Eating cherries and milk on a warm day

I’m surprised the illustrious genius of Cecil Adams did not pick up on the rationale behind the superstition of eating cherries (or strawberries) and milk on a warm day. Before the days before Pasteurization and refrigeration, you had to drink your milk before it went sour, which meant you drank it in the morning. On a warm day, it would be bad by lunchtime.

Cows are milked early in the morning. Fruit, such as cherries or strawberries, is harvested during the day. If you consume the two on a warm day, by the time you have collected enough fruit for a meal the milk will be sour.

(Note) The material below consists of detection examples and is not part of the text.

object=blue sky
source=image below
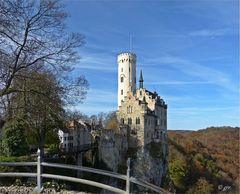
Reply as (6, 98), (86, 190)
(64, 0), (240, 130)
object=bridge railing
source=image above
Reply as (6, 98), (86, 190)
(0, 150), (170, 194)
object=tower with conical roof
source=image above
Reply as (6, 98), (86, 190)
(118, 52), (136, 108)
(139, 70), (143, 88)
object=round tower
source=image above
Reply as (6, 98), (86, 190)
(118, 52), (136, 107)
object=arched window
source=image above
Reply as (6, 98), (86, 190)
(121, 77), (124, 82)
(128, 118), (132, 125)
(136, 117), (140, 125)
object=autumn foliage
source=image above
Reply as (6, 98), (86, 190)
(168, 127), (239, 193)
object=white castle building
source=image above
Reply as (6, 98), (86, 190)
(117, 52), (167, 145)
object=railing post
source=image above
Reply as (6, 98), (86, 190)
(34, 149), (43, 193)
(126, 158), (131, 194)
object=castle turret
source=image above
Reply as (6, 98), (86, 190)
(139, 70), (143, 88)
(118, 52), (136, 107)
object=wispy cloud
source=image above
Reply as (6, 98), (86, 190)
(189, 28), (234, 37)
(146, 81), (215, 85)
(86, 88), (117, 104)
(142, 55), (237, 92)
(75, 54), (117, 71)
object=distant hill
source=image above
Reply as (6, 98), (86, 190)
(168, 127), (240, 194)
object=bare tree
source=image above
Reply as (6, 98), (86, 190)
(0, 0), (84, 97)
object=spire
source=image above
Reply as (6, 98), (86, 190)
(139, 70), (143, 88)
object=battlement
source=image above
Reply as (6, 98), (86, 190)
(118, 52), (137, 63)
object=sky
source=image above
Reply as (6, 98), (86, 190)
(64, 0), (240, 130)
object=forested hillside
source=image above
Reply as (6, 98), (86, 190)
(168, 127), (239, 194)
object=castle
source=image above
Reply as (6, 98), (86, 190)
(117, 52), (167, 146)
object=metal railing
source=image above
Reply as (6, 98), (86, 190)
(0, 150), (170, 194)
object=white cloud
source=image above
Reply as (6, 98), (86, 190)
(75, 54), (117, 71)
(189, 28), (234, 37)
(146, 81), (215, 85)
(142, 56), (237, 92)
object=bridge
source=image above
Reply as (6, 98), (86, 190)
(0, 150), (171, 194)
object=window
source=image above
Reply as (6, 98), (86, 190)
(136, 117), (140, 125)
(128, 118), (132, 125)
(127, 106), (132, 114)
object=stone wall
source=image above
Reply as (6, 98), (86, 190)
(98, 129), (128, 172)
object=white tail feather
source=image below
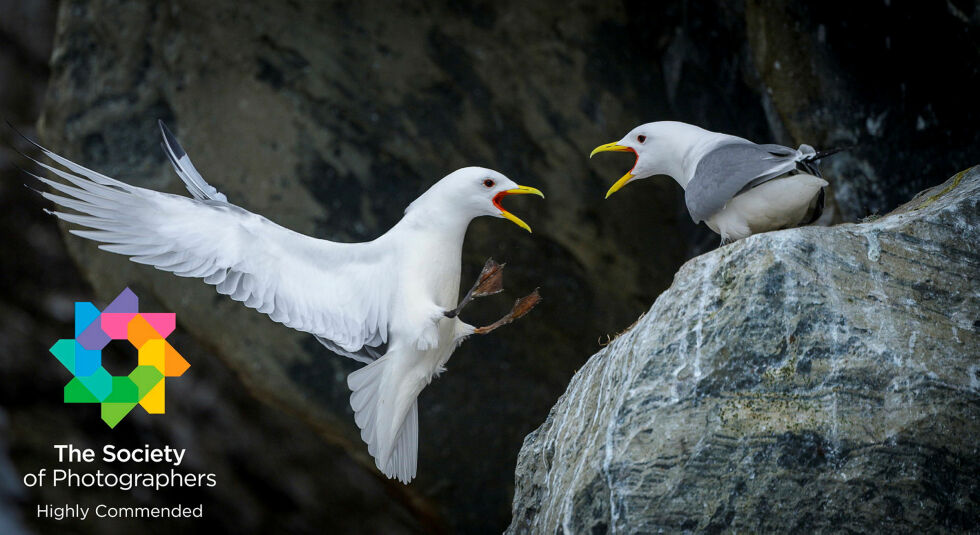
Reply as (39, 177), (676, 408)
(347, 355), (419, 483)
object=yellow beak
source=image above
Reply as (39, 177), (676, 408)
(589, 141), (636, 199)
(493, 186), (544, 232)
(589, 141), (633, 158)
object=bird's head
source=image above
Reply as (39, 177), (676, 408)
(589, 121), (674, 199)
(408, 167), (544, 232)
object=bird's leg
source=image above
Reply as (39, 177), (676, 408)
(445, 258), (507, 318)
(473, 288), (541, 334)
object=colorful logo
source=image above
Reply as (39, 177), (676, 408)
(51, 288), (190, 427)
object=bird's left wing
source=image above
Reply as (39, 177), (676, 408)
(684, 140), (812, 223)
(23, 137), (395, 360)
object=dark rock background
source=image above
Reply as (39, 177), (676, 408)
(507, 171), (980, 533)
(0, 0), (980, 532)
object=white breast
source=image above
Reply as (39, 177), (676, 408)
(705, 174), (827, 240)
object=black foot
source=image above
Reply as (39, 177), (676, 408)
(445, 258), (507, 318)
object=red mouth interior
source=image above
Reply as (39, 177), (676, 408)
(490, 191), (510, 212)
(626, 147), (640, 175)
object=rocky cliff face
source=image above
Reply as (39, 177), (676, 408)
(508, 167), (980, 533)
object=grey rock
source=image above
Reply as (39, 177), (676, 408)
(508, 167), (980, 534)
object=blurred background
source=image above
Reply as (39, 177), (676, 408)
(0, 0), (980, 533)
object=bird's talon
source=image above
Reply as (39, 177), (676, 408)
(472, 258), (507, 297)
(473, 288), (541, 334)
(443, 258), (506, 318)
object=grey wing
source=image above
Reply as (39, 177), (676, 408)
(684, 142), (800, 223)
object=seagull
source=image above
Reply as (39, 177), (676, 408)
(589, 121), (842, 245)
(13, 121), (544, 484)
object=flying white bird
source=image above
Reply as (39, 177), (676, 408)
(589, 121), (840, 244)
(17, 122), (544, 483)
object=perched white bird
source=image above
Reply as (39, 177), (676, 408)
(589, 121), (837, 244)
(17, 122), (544, 483)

Were you referring to this column?

Problems with that theory:

  1. They had cool places that would keep milk fresh for several days.
  2. Cherries and strawberries themselves keep for several days or weeks regardless of temperature, and no one would wait until after berries were picked on a particular day to eat them.
  3. Sour milk typically isn’t harmful, and until pasteurization and refrigeration were common was consumed regularly by most people. We throw away regular milk that turns sour and turn around and buy yogurt and cottage cheese and buttermilk. We could just consume regular milk that soured in the fridge, but there is always the slight chance that something harmful grew in it, and it takes some technique with temperature and starter cultures to get the various specific flavor and texture profiles we like.